# Mounting Skil 1810 Router in Table



## fstellab (Oct 12, 2012)

Folks,

I purchased a Wolfcraft 490 table (very nice). I mounted my Skil 1810 as per instructions, switched the base plate to the Wolfcraft Plate, all went well.

Until I tried to raise the bit, it did not come high enough to use. I cranked the adjustment knob all the way, but only the tip made it to the table top.

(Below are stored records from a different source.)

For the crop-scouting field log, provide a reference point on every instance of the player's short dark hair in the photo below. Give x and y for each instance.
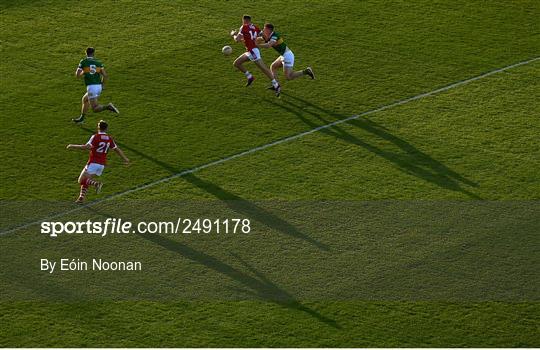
(102, 125)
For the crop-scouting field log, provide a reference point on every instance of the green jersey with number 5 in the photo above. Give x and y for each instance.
(92, 70)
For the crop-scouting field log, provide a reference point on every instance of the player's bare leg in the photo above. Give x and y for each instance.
(270, 75)
(239, 64)
(85, 105)
(275, 66)
(86, 180)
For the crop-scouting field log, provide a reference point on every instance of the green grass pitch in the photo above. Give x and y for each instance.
(413, 226)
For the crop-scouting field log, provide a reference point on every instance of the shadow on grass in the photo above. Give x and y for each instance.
(233, 201)
(259, 286)
(410, 159)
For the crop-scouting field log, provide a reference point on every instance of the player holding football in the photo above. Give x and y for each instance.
(95, 78)
(286, 59)
(99, 144)
(248, 33)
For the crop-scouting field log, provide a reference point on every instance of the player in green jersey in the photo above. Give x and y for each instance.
(95, 78)
(286, 59)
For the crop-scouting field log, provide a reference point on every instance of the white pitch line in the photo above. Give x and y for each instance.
(268, 145)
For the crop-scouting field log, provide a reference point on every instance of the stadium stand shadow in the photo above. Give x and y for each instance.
(258, 286)
(233, 201)
(410, 160)
(252, 210)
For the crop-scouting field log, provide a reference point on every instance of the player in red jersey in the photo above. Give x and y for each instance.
(99, 144)
(248, 33)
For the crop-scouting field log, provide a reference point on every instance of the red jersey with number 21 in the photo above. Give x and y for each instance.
(101, 143)
(250, 33)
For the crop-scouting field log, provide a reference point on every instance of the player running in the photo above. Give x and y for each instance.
(248, 33)
(95, 78)
(286, 59)
(99, 144)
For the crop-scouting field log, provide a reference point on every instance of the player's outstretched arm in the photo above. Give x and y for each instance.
(267, 45)
(82, 147)
(237, 37)
(122, 155)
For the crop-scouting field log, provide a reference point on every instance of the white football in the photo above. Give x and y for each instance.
(227, 50)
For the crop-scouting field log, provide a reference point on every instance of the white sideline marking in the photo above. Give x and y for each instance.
(268, 145)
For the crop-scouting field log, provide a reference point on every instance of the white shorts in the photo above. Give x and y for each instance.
(93, 91)
(94, 169)
(253, 54)
(287, 59)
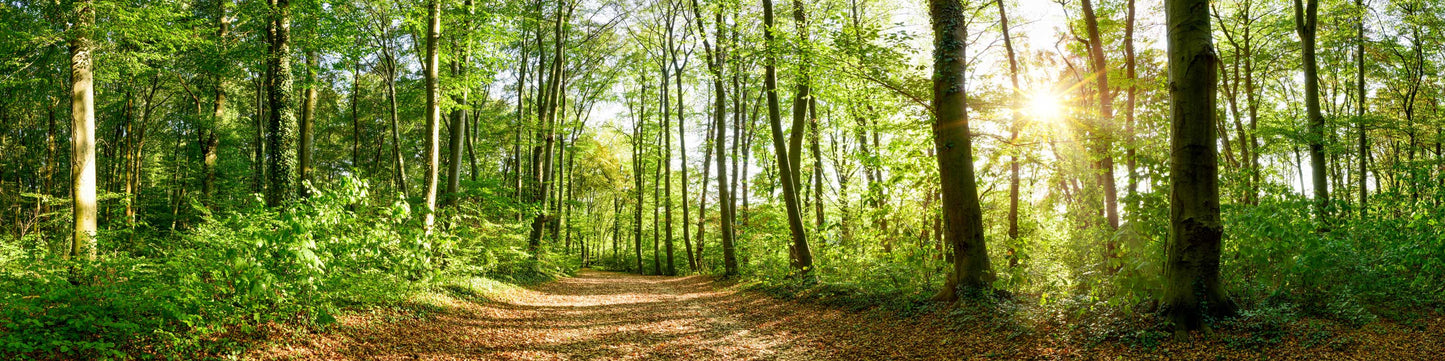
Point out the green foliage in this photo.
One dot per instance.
(204, 292)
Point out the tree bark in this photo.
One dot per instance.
(1192, 286)
(281, 139)
(1104, 126)
(434, 113)
(83, 132)
(1013, 137)
(799, 254)
(963, 225)
(308, 117)
(458, 120)
(1305, 19)
(1360, 110)
(210, 140)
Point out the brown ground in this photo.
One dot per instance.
(600, 315)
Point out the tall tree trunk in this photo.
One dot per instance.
(798, 251)
(396, 132)
(818, 171)
(1130, 148)
(1013, 137)
(963, 215)
(259, 158)
(458, 120)
(682, 150)
(434, 111)
(281, 139)
(83, 133)
(210, 140)
(1192, 285)
(1360, 110)
(542, 171)
(356, 116)
(1305, 15)
(656, 191)
(666, 166)
(308, 117)
(1104, 126)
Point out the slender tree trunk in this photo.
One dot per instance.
(211, 142)
(308, 117)
(458, 120)
(259, 158)
(83, 133)
(1104, 126)
(281, 171)
(1013, 137)
(682, 150)
(954, 152)
(396, 132)
(1360, 110)
(434, 111)
(666, 169)
(1192, 285)
(356, 116)
(817, 175)
(1130, 148)
(798, 251)
(1305, 15)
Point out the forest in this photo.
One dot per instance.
(721, 179)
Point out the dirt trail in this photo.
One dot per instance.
(601, 315)
(596, 315)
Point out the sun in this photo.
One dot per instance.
(1045, 106)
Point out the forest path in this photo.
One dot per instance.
(604, 315)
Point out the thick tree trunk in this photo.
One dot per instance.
(83, 133)
(963, 214)
(1192, 288)
(281, 139)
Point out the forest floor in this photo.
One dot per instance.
(603, 315)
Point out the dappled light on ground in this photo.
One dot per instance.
(601, 315)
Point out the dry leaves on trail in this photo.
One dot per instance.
(600, 315)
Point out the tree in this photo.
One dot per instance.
(434, 111)
(963, 215)
(1307, 12)
(308, 119)
(281, 139)
(1013, 136)
(1103, 126)
(83, 132)
(786, 172)
(1192, 286)
(1360, 110)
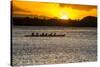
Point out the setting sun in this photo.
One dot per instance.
(64, 17)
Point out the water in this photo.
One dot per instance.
(78, 45)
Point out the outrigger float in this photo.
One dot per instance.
(45, 35)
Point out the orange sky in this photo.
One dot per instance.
(25, 8)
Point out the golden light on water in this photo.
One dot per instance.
(61, 11)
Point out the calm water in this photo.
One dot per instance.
(78, 45)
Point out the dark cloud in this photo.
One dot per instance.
(79, 7)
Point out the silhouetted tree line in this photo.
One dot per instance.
(88, 21)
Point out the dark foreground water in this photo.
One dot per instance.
(78, 45)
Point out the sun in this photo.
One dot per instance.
(64, 17)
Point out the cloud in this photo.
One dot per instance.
(79, 7)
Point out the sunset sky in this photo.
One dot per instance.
(58, 10)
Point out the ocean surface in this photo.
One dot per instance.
(78, 45)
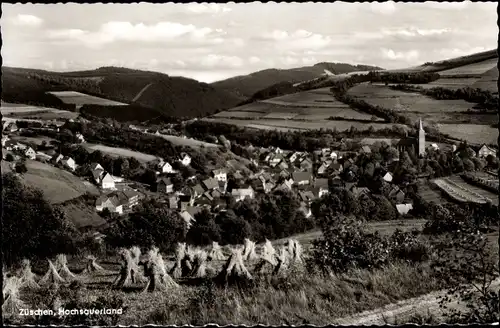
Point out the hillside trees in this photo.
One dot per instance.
(27, 216)
(150, 224)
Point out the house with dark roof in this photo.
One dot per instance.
(220, 174)
(164, 185)
(30, 153)
(242, 193)
(197, 191)
(68, 163)
(306, 164)
(112, 203)
(397, 195)
(189, 214)
(485, 151)
(210, 184)
(302, 178)
(173, 202)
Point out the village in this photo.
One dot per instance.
(309, 175)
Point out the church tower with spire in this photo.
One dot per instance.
(421, 139)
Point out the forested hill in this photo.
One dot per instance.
(247, 85)
(172, 96)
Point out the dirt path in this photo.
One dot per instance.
(396, 313)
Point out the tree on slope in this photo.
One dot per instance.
(27, 216)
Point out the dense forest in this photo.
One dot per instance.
(246, 86)
(483, 98)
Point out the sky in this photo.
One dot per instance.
(215, 41)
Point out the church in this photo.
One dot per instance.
(417, 144)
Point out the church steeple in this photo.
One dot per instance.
(421, 139)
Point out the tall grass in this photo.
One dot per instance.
(299, 298)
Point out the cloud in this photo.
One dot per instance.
(207, 8)
(385, 8)
(414, 32)
(126, 31)
(406, 56)
(27, 20)
(444, 5)
(299, 39)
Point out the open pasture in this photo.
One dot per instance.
(476, 69)
(179, 141)
(463, 192)
(22, 110)
(57, 185)
(430, 195)
(79, 99)
(300, 125)
(401, 101)
(239, 114)
(488, 81)
(114, 151)
(478, 190)
(473, 133)
(316, 105)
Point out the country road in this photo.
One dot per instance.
(397, 313)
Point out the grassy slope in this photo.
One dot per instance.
(58, 185)
(246, 85)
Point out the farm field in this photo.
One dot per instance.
(77, 98)
(33, 140)
(463, 192)
(21, 110)
(179, 141)
(473, 133)
(311, 105)
(488, 81)
(383, 227)
(58, 185)
(430, 195)
(381, 95)
(472, 69)
(483, 192)
(114, 151)
(291, 125)
(82, 215)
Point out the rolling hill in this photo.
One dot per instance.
(165, 95)
(245, 86)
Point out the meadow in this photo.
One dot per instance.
(115, 151)
(306, 110)
(476, 69)
(80, 99)
(400, 101)
(179, 141)
(462, 191)
(25, 111)
(291, 125)
(58, 185)
(473, 133)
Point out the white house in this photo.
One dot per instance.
(30, 153)
(185, 159)
(96, 166)
(111, 203)
(165, 167)
(80, 137)
(69, 163)
(107, 181)
(242, 193)
(220, 175)
(4, 140)
(484, 151)
(388, 177)
(57, 158)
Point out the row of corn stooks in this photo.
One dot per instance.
(153, 272)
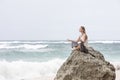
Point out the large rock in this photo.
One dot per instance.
(86, 66)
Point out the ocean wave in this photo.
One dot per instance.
(33, 42)
(104, 42)
(21, 70)
(23, 46)
(57, 42)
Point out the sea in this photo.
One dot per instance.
(40, 59)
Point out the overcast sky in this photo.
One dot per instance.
(59, 19)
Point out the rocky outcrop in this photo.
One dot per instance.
(86, 66)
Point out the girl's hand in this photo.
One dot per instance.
(69, 40)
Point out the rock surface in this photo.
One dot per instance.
(86, 66)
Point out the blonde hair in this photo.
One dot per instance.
(83, 28)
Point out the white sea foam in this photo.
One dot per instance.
(22, 46)
(20, 70)
(58, 42)
(104, 42)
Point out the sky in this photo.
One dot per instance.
(59, 19)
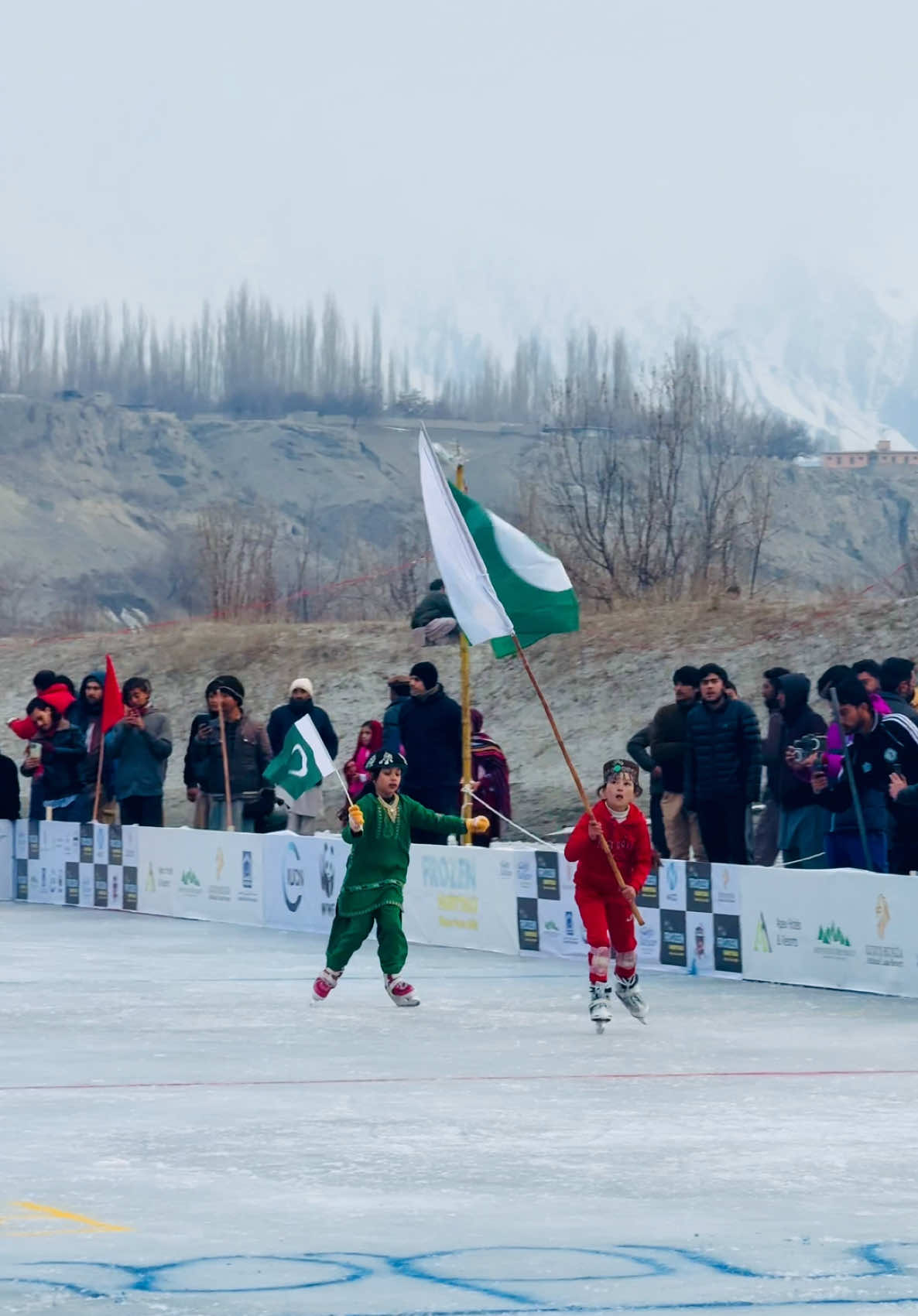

The Bit was a Roybi 1/2" roundover. Do different bits have different shaft lengths ?

Can anyone help ?

-Fred


----------



## jschaben (Jun 21, 2009)

fstellab said:


> Folks,
> 
> I purchased a Wolfcraft 490 table (very nice). I mounted my Skil 1810 as per instructions, switched the base plate to the Wolfcraft Plate, all went well.
> 
> ...


I've only seen the wolfcraft table. Looked pretty decent for a benchtop. Did you remove the plastic sub base plate from the bottom of the Skil? That would give an extra 1/4" or so. Is the 1810 a plunge router? If so make sure the step turret and stop rod are not stopping the plunge. About all I can think of on short notice. Good Luck


----------



## thomas1389 (Jan 4, 2012)

Fred,
I had the exact same problem with the 490 table. Went through the process with my Bosch router and could not get the bit to come high enough. Too much base plate, too much table, to get it up. Returned the table and built my own. Too much money for what they give you.
Thomas


----------